これにより、反復的なフィードバックを通じて文書を徹底的にブラッシュアップできます。
変更履歴の保護とロック
パスワードなしでの変更承認防止
重要な文書の場合、変更履歴をロックして他のユーザーが変更の承認や拒否をできないように設定できます。
参考資料
- Microsoft Support Word — Mac版Wordを含むWordの変更履歴、コメント、校閲機能の公式ヘルプがまとまっており、操作手順の確認に最適です。
- Microsoft Learn Office — Wordの機能や管理、共同編集に関するより詳細な公式ドキュメントを参照でき、変更履歴の理解を深めるのに役立ちます。

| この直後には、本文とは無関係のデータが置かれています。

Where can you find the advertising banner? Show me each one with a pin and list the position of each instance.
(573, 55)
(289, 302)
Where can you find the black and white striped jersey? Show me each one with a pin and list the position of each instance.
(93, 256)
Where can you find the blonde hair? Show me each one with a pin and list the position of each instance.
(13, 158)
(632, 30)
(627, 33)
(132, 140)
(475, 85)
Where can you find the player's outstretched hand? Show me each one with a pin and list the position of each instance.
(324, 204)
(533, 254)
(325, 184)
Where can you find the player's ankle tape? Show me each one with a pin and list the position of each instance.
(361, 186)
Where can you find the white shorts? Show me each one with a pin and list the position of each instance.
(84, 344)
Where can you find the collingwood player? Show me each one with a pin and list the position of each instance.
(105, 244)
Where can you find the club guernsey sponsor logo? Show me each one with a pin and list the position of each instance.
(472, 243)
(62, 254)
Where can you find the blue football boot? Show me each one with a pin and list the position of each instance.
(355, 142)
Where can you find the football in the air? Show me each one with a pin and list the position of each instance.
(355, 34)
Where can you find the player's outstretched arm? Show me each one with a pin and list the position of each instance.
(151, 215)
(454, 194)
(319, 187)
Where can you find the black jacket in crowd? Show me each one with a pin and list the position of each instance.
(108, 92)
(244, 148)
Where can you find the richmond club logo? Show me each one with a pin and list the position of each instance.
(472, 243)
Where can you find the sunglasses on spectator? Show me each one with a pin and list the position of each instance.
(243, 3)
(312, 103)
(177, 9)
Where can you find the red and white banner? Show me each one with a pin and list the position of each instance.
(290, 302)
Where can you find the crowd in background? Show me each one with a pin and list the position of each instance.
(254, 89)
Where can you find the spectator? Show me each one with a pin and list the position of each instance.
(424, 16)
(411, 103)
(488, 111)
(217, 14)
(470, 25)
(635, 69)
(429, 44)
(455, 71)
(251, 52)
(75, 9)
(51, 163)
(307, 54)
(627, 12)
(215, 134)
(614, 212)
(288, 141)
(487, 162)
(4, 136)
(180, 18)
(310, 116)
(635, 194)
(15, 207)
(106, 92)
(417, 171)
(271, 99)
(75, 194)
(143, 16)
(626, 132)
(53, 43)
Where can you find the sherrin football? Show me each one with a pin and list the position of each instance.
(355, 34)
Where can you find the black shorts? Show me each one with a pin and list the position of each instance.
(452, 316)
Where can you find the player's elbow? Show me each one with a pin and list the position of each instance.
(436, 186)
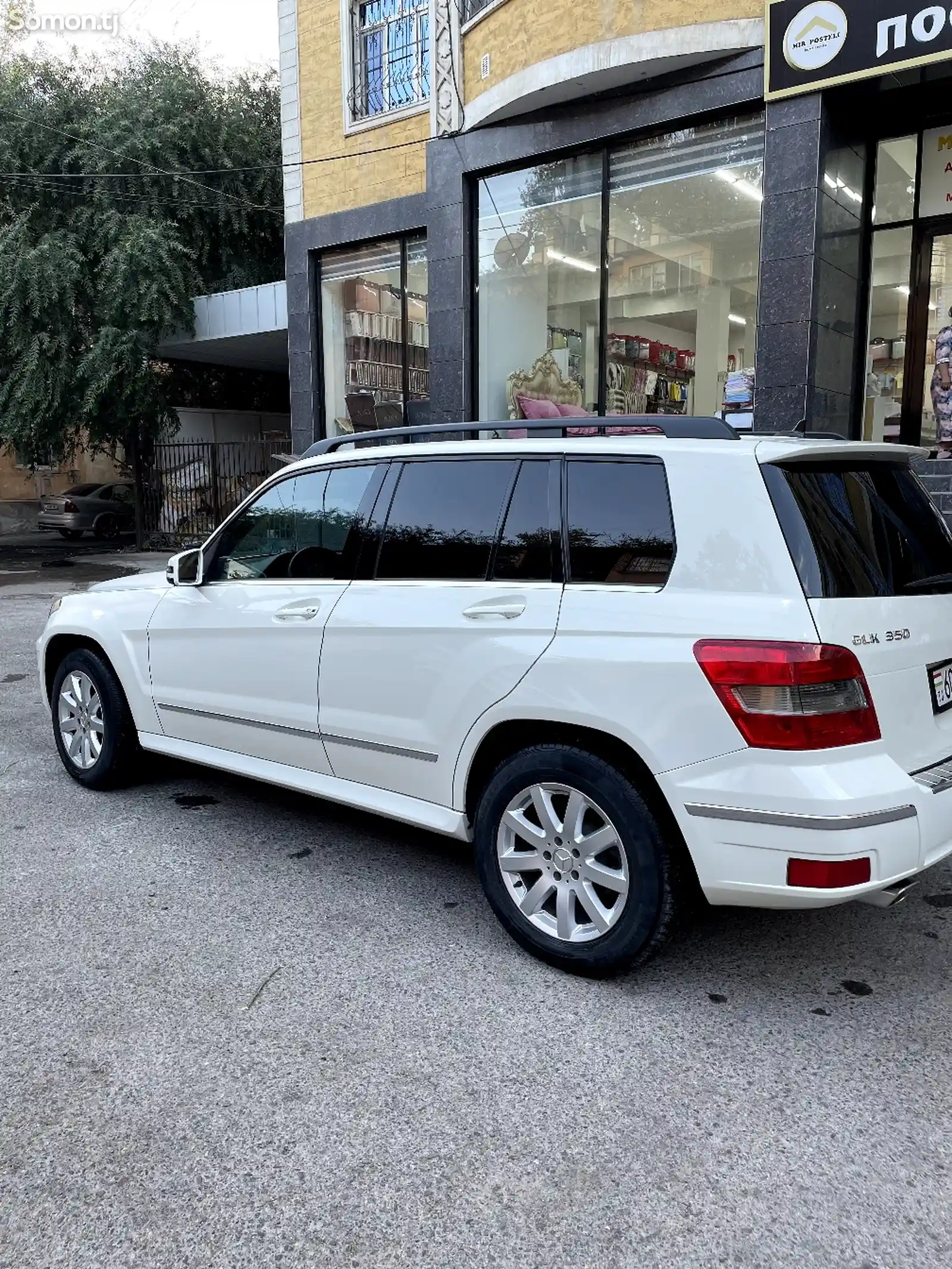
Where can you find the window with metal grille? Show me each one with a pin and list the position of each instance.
(392, 43)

- Purdue OWL — 校閲や推敲の基本的な考え方を学べるため、変更履歴を使った文書改善の流れを整理するのに有用です。
- Chicago Manual of Style Online — 文書の編集・校正ルールを確認でき、変更履歴でのレビュー作業をより体系的に進める際の参考になります。
よくある質問
Word for Macで変更履歴を有効にするにはどうすればよいですか?
リボンの[校閲]タブをクリックし、[変更履歴の記録]をクリックしてオンにします。変更の記録が表示され、すべての編集が記録されます。

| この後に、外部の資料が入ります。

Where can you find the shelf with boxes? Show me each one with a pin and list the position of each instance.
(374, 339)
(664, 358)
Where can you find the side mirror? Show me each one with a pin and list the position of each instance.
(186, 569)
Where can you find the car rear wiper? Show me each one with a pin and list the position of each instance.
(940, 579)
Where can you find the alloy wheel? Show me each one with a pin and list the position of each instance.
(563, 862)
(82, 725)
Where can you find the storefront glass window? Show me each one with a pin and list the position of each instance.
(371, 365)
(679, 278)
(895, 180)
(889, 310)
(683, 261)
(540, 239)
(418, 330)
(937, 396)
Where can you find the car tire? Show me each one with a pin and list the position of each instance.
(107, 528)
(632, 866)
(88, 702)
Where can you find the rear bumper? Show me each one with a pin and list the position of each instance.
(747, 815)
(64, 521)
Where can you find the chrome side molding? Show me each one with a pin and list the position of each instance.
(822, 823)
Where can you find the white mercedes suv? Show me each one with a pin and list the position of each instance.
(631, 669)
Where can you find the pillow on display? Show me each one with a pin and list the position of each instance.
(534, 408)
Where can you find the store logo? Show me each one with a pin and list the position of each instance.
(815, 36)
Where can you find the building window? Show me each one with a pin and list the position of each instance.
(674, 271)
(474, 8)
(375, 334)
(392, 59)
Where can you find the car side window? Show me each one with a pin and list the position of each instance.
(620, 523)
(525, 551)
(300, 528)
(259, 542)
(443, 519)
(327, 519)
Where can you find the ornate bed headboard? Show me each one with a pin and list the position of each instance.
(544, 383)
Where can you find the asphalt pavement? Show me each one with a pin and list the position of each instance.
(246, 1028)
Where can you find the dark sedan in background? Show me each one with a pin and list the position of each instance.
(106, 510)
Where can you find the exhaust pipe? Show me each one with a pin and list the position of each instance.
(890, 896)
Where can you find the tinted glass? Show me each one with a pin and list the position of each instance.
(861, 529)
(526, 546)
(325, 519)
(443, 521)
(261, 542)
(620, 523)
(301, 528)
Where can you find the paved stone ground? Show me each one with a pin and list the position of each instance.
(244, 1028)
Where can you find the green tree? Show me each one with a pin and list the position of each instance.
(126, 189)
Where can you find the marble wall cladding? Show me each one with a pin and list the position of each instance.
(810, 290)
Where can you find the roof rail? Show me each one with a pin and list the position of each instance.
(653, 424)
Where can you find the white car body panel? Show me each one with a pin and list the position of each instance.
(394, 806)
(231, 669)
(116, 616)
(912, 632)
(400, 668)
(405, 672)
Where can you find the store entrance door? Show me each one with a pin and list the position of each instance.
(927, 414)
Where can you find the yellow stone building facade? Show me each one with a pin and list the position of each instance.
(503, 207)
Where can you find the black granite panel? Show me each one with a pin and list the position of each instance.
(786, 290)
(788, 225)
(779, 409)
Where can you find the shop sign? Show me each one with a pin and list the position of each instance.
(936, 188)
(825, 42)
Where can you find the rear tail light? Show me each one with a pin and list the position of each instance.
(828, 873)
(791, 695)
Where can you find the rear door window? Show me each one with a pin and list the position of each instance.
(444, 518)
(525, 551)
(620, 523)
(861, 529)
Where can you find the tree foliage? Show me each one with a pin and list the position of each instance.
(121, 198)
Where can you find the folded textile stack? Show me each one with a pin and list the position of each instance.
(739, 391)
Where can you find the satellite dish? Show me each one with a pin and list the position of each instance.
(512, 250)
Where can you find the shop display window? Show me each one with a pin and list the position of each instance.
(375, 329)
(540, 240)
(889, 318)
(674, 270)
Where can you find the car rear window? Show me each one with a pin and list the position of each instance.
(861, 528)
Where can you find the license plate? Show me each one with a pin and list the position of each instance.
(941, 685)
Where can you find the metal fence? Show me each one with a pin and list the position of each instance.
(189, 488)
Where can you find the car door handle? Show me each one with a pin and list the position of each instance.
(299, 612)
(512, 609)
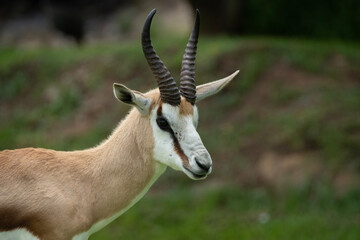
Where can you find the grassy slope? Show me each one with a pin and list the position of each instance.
(291, 97)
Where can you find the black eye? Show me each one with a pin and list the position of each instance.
(162, 123)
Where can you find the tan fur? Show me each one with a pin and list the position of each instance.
(56, 195)
(186, 108)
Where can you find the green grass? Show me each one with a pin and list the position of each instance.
(231, 213)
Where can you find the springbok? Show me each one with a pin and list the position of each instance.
(58, 195)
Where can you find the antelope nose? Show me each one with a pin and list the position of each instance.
(203, 166)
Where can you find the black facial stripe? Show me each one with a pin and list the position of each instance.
(125, 97)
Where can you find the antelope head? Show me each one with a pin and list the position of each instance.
(173, 114)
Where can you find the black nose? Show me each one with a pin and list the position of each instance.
(203, 166)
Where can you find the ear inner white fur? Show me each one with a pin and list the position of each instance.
(211, 88)
(132, 97)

変更履歴で、誰がどの変更を行ったかを確認できますか?
はい。各変更には、編集者の名前とタイムスタンプが表示されます。変更にカーソルを合わせると、誰がいつ編集したのかの詳細を確認できます。
Word for Macで変更履歴の変更を承認または却下するにはどうすればよいですか?
[校閲]タブを使って変更を表示し、各変更について[承諾]または[却下]をクリックします。すべての変更を一度に承諾または却下することもできます。